14. New Dependency Injection

Instead of

constructor(

private service:

UserService

){}

You can use

service = inject(UserService);

No constructor needed.


15. DestroyRef ⭐⭐⭐⭐☆

Instead of

ngOnDestroy(){

subscription.unsubscribe();

}

Use

destroyRef = inject(DestroyRef);

Works well with takeUntilDestroyed().


16. takeUntilDestroyed()

Instead of

private destroy$=

new Subject<void>();

Now

this.http.get(...)

.pipe(

takeUntilDestroyed()

)

.subscribe();

No manual cleanup subject required.


17. Typed Reactive Forms ⭐⭐⭐⭐⭐

Instead of

FormGroup

Use strongly typed forms.

loginForm = new FormGroup({

email:

new FormControl<string>(''),

password:

new FormControl<string>('')

});

Compile-time type safety.


18. Typed HttpClient

this.http.get<User[]>(
'/users'
)

instead of

any

Always prefer typed responses.


Signals vs RxJS

This is a favorite interview topic.

SignalsRxJS
Synchronous stateAsynchronous streams
Component stateHTTP, WebSockets, events
No subscribe()Uses subscribe()
Automatic dependency trackingOperator-based pipelines
Great for UI stateGreat for async workflows

Senior recommendation

Use Signals for:

  • Form UI state

  • Counters

  • Theme selection

  • Selected item

  • Sidebar open/closed

  • Local component state

Use RxJS for:

  • HTTP requests

  • WebSockets

  • Event streams

  • Complex async composition

  • Polling and retries


What interviewers expect from a Senior Angular Developer

You should be able to explain:

  • Why Signals were introduced (to provide fine-grained reactivity without relying on global change detection for every update).

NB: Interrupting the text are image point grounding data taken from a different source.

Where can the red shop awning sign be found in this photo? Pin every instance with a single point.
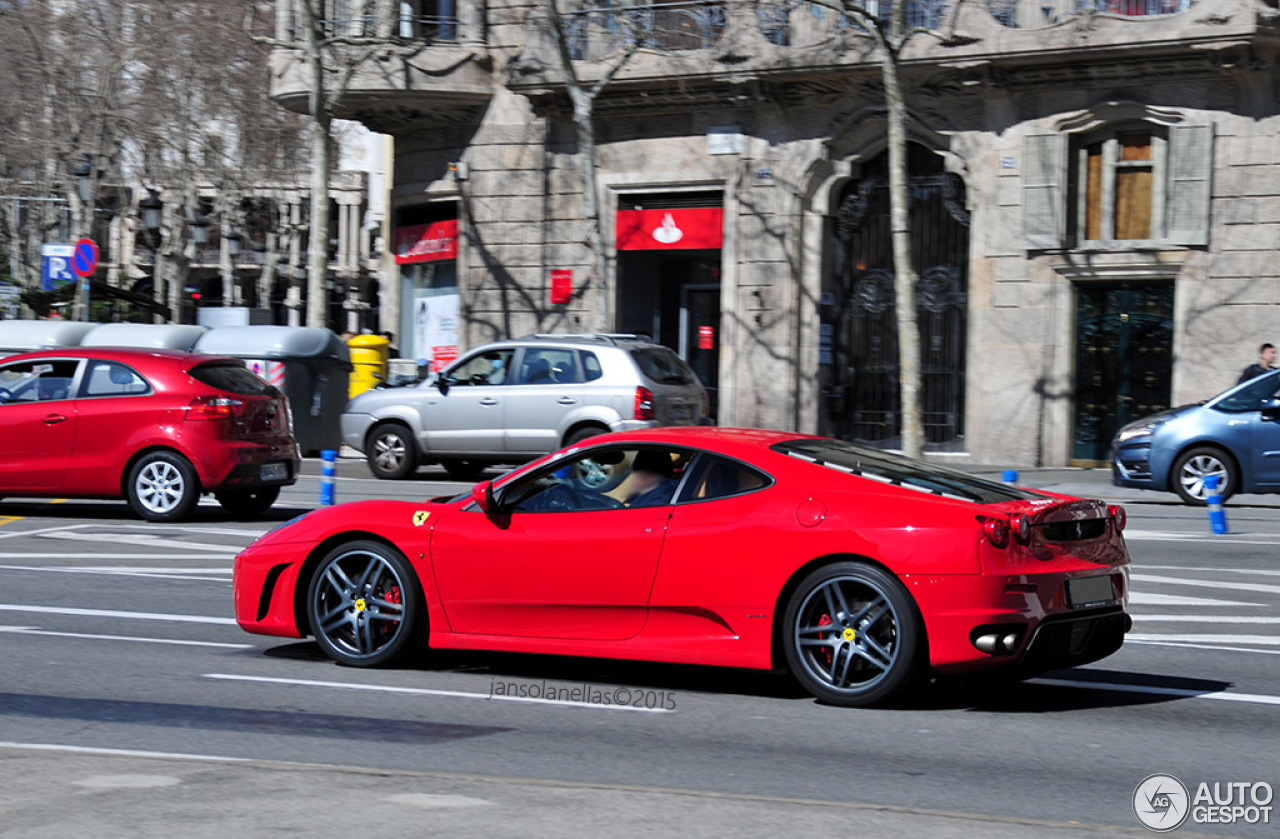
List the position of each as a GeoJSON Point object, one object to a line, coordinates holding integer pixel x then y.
{"type": "Point", "coordinates": [698, 228]}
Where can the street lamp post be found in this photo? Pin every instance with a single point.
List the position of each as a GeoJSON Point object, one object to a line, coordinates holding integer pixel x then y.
{"type": "Point", "coordinates": [233, 240]}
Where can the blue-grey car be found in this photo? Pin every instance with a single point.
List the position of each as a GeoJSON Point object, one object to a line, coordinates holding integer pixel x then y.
{"type": "Point", "coordinates": [1234, 436]}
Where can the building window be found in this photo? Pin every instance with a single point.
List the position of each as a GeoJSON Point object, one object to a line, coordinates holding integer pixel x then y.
{"type": "Point", "coordinates": [1125, 185]}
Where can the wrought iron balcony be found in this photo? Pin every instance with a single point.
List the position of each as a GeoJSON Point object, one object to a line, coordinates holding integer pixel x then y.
{"type": "Point", "coordinates": [1031, 14]}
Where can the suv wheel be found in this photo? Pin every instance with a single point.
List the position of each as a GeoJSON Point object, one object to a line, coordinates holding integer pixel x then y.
{"type": "Point", "coordinates": [392, 452]}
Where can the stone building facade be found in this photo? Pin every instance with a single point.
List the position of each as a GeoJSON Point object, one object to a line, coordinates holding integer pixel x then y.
{"type": "Point", "coordinates": [1096, 201]}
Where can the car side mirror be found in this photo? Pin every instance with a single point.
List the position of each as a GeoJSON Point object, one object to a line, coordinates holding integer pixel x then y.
{"type": "Point", "coordinates": [483, 495]}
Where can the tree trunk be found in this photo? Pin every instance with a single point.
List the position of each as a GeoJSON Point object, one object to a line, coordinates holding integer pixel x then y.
{"type": "Point", "coordinates": [900, 228]}
{"type": "Point", "coordinates": [585, 127]}
{"type": "Point", "coordinates": [319, 131]}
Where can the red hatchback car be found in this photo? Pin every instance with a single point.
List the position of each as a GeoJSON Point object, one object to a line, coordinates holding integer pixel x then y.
{"type": "Point", "coordinates": [155, 427]}
{"type": "Point", "coordinates": [855, 569]}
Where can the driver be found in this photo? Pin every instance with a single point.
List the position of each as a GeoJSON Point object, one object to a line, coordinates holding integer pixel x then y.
{"type": "Point", "coordinates": [652, 483]}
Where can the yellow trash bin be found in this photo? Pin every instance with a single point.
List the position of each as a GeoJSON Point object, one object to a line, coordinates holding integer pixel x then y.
{"type": "Point", "coordinates": [369, 356]}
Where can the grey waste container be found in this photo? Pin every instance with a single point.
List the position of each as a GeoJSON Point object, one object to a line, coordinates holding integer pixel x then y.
{"type": "Point", "coordinates": [27, 336]}
{"type": "Point", "coordinates": [311, 365]}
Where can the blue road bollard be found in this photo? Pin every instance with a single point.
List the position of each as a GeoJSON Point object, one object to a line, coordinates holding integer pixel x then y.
{"type": "Point", "coordinates": [1216, 515]}
{"type": "Point", "coordinates": [330, 468]}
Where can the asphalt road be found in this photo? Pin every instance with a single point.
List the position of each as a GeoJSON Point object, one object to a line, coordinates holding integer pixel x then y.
{"type": "Point", "coordinates": [132, 705]}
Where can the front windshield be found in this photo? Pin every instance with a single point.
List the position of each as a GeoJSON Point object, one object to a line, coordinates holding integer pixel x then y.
{"type": "Point", "coordinates": [901, 472]}
{"type": "Point", "coordinates": [1251, 395]}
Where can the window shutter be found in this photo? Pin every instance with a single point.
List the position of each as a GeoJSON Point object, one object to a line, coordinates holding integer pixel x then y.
{"type": "Point", "coordinates": [1191, 163]}
{"type": "Point", "coordinates": [1043, 194]}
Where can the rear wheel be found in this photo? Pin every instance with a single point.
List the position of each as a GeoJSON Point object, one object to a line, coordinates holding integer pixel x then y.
{"type": "Point", "coordinates": [365, 605]}
{"type": "Point", "coordinates": [392, 452]}
{"type": "Point", "coordinates": [464, 469]}
{"type": "Point", "coordinates": [853, 634]}
{"type": "Point", "coordinates": [163, 487]}
{"type": "Point", "coordinates": [247, 502]}
{"type": "Point", "coordinates": [1194, 465]}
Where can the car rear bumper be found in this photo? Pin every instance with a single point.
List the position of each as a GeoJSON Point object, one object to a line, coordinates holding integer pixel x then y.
{"type": "Point", "coordinates": [963, 612]}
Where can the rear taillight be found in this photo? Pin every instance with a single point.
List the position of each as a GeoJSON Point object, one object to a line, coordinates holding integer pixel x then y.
{"type": "Point", "coordinates": [213, 407]}
{"type": "Point", "coordinates": [644, 404]}
{"type": "Point", "coordinates": [1119, 516]}
{"type": "Point", "coordinates": [1020, 525]}
{"type": "Point", "coordinates": [996, 529]}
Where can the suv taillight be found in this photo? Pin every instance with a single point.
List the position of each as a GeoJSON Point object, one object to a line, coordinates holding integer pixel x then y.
{"type": "Point", "coordinates": [644, 404]}
{"type": "Point", "coordinates": [213, 407]}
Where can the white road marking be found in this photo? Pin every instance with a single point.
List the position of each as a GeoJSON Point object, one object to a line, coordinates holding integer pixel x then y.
{"type": "Point", "coordinates": [1207, 619]}
{"type": "Point", "coordinates": [425, 692]}
{"type": "Point", "coordinates": [1220, 647]}
{"type": "Point", "coordinates": [1211, 570]}
{"type": "Point", "coordinates": [1180, 580]}
{"type": "Point", "coordinates": [1262, 641]}
{"type": "Point", "coordinates": [33, 630]}
{"type": "Point", "coordinates": [1257, 698]}
{"type": "Point", "coordinates": [1173, 536]}
{"type": "Point", "coordinates": [151, 541]}
{"type": "Point", "coordinates": [160, 574]}
{"type": "Point", "coordinates": [109, 612]}
{"type": "Point", "coordinates": [1155, 598]}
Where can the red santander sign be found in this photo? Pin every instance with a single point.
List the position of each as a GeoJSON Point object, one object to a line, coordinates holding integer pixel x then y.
{"type": "Point", "coordinates": [426, 242]}
{"type": "Point", "coordinates": [699, 228]}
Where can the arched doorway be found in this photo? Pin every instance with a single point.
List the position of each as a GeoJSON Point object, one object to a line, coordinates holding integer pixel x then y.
{"type": "Point", "coordinates": [858, 337]}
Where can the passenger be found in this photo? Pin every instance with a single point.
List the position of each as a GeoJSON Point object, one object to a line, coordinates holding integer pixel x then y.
{"type": "Point", "coordinates": [652, 482]}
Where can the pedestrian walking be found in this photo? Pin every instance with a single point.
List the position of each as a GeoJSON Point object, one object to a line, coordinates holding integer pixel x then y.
{"type": "Point", "coordinates": [1266, 363]}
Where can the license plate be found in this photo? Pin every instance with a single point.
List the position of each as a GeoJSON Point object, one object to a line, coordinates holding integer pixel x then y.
{"type": "Point", "coordinates": [1089, 591]}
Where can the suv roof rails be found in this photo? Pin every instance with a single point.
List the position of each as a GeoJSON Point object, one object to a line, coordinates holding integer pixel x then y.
{"type": "Point", "coordinates": [600, 337]}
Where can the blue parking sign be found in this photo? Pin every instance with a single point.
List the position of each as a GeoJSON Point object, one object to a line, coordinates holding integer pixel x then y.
{"type": "Point", "coordinates": [56, 265]}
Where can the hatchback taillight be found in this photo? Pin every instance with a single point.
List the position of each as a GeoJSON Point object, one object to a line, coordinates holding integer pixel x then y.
{"type": "Point", "coordinates": [213, 407]}
{"type": "Point", "coordinates": [644, 404]}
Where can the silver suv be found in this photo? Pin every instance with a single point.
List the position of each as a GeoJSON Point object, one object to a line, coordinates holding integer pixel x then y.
{"type": "Point", "coordinates": [511, 401]}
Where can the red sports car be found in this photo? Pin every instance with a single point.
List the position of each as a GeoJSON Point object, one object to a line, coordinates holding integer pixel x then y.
{"type": "Point", "coordinates": [855, 569]}
{"type": "Point", "coordinates": [155, 427]}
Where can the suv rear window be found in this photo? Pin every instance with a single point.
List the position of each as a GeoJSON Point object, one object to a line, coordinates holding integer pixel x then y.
{"type": "Point", "coordinates": [233, 379]}
{"type": "Point", "coordinates": [662, 365]}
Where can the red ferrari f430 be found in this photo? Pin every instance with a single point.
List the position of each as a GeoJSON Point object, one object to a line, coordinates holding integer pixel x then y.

  • When to use Signals versus RxJS.

  • How standalone components simplify application architecture.

  • Why template blocks (@if, @for, @defer) improve readability and performance.

  • How inject() differs from constructor injection and when each is appropriate.

  • How to write typed forms and typed HTTP services.

  • How to avoid memory leaks using DestroyRef and takeUntilDestroyed().

A learning order I'd recommend

  1. TypeScript advanced types (interfaces, generics, utility types, mapped types).

  2. Standalone components and application bootstrap.

  3. Signals (signal, computed, effect).

  4. Signal APIs (input, output, model).

  5. Template blocks (@if, @for, @defer).

  6. Dependency injection with inject().

  7. Typed Reactive Forms.

  8. Functional guards and interceptors.

  9. DestroyRef and takeUntilDestroyed().

  10. RxJS integration with Signals (toSignal(), toObservable()).

If you master these topics with hands-on coding, you'll be well prepared for modern Angular 19–21 senior developer interviews.